OK, fine then, be that way. I'll allocate a buffer for my DMA program from a chunk of memory that is specifically marked in the page tables as Device memory, even though its actually in DRAM. Now, the hardware works, but each individual write of my DMA program takes 10^2 machine cycles to complete. And since the PL330 uses a variable-length instruction set, and I am hold myself to the strict aliasing and alignment rules I must write each instruction one byte at a time. Therefore, I can very easily take more time just sending out each instruction to DRAM that I did forming the entire thing in cache memory in the first place.

Note, that all of this was just consumed for the narrow purpose of describing the DMA transactions to perform. We haven't even gotten to the DMA transactions themselves. As near as I can tell, if a program on the CPU is either a source or sink of the data, I need to use cache maintenance instructions for the job. Fortunately, it isn't super hard to either invalidate or clean-and-invalidate the individual cache lines prior to consuming or right after sending the data. But dammit, I'd just as rather not have to do either one of those things.

So yeah, the difficulties aren't insurmountable. There are moderately standard concoctions of barriers, cache operations, and custom memory allocators that can do the job. But it takes that much more time to deal with. And I couldn't help but notice that the successor generation (Zynq Ultrascale) has far more options to use coherent masters.

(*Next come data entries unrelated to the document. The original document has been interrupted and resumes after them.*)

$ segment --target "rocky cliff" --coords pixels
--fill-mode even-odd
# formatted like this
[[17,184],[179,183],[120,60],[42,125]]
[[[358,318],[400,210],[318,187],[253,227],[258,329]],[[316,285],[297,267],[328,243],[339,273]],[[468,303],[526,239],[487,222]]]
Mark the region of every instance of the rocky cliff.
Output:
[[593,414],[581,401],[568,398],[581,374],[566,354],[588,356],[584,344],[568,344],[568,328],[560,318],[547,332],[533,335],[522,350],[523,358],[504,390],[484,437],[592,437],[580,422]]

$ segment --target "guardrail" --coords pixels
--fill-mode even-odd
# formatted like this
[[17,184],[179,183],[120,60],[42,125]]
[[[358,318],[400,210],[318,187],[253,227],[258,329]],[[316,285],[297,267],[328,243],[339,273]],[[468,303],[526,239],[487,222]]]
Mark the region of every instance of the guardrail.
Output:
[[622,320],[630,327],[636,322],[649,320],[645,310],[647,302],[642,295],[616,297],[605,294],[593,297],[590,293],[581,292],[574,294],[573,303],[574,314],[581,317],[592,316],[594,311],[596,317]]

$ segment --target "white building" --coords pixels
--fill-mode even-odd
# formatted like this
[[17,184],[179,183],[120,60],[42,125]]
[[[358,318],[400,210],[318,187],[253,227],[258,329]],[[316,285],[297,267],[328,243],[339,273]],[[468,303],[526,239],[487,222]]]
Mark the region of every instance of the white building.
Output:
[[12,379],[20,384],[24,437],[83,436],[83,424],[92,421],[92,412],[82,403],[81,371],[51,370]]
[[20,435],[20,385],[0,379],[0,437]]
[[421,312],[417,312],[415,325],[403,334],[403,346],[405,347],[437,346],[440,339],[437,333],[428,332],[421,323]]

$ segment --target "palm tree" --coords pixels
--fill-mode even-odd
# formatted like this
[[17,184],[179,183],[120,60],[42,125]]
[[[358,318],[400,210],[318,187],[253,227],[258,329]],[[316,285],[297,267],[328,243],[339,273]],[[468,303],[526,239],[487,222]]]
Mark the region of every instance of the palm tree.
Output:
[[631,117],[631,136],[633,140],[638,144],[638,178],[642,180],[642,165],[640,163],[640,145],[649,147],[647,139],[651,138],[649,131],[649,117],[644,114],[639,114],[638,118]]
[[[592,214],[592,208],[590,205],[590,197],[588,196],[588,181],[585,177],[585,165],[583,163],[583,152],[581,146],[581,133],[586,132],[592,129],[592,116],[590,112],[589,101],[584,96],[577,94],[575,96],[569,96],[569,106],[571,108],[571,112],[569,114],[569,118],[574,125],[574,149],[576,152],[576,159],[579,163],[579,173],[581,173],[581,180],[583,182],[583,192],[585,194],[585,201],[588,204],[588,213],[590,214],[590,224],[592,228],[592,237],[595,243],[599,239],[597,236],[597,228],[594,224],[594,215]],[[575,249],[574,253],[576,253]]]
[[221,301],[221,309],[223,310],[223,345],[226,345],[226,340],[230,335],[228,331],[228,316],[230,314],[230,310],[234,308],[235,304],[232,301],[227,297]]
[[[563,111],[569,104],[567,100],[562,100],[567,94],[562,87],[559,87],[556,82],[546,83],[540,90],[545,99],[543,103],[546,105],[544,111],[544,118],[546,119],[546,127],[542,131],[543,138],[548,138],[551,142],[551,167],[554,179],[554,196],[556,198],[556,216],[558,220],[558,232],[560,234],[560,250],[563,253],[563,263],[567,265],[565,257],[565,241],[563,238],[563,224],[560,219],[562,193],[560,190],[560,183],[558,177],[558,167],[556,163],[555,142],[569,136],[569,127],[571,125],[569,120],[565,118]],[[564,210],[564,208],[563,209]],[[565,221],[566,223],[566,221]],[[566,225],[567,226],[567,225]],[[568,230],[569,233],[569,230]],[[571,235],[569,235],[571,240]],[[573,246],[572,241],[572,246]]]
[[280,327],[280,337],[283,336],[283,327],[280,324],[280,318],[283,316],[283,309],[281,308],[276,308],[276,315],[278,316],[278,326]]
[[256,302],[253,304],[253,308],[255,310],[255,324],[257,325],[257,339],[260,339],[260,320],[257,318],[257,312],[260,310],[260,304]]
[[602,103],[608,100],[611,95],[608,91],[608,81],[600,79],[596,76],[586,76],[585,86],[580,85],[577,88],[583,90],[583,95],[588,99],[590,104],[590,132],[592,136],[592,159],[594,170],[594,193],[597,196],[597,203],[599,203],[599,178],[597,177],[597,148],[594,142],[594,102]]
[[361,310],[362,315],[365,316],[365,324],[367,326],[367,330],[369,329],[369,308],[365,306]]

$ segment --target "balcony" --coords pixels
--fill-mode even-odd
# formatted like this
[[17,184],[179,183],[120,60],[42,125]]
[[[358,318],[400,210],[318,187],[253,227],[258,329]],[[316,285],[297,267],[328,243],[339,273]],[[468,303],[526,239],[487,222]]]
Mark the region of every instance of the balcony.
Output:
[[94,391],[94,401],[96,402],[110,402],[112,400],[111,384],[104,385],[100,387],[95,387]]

monocasa · on Feb 28, 2019

There's generally extra semantics needed to access even bog standard MMIO because of all the caching and write buffers between you and the device. Sometimes, like x86 and ARM, those are encoded with the address in the page tables and MTRRs. Sometimes, like on PowerPC, parts of that is encoded into barriers in the instruction stream.

twtw · on Feb 28, 2019

I need to take a look at the patches (on mobile now), but can anyone comment on how a barrier at unlock can provide ordering between mmio accesses under the same lock? Or is it required that every register have a unique lock?

AnssiH · on Feb 28, 2019

It doesn't, this is about this case:

  CPU1:
  lock()
  write1
  unlock()
  
  CPU2, after CPU1:
  lock()
  write2
  unlock()

Until now it was not guaranteed on all platforms that the writes arrive in the same order even if the CPU2 entered the critical section after CPU1.

This was because spinlocks only implied regular memory barriers, not mmiowb barriers.

wtallis · on Feb 28, 2019

I don't think this is meant to remove the need for explicit barriers if a single function is performing a multi-step process of interacting with a MMIO device, such as a complicated initialization that requires writing some registers, reading the result from some others, and then writing to some more. Instead, this seems to be about synchronizing cases where multiple functions running on different threads may want to simultaneously interact with the same device.

I don't really have any idea of the relative frequency of those two cases.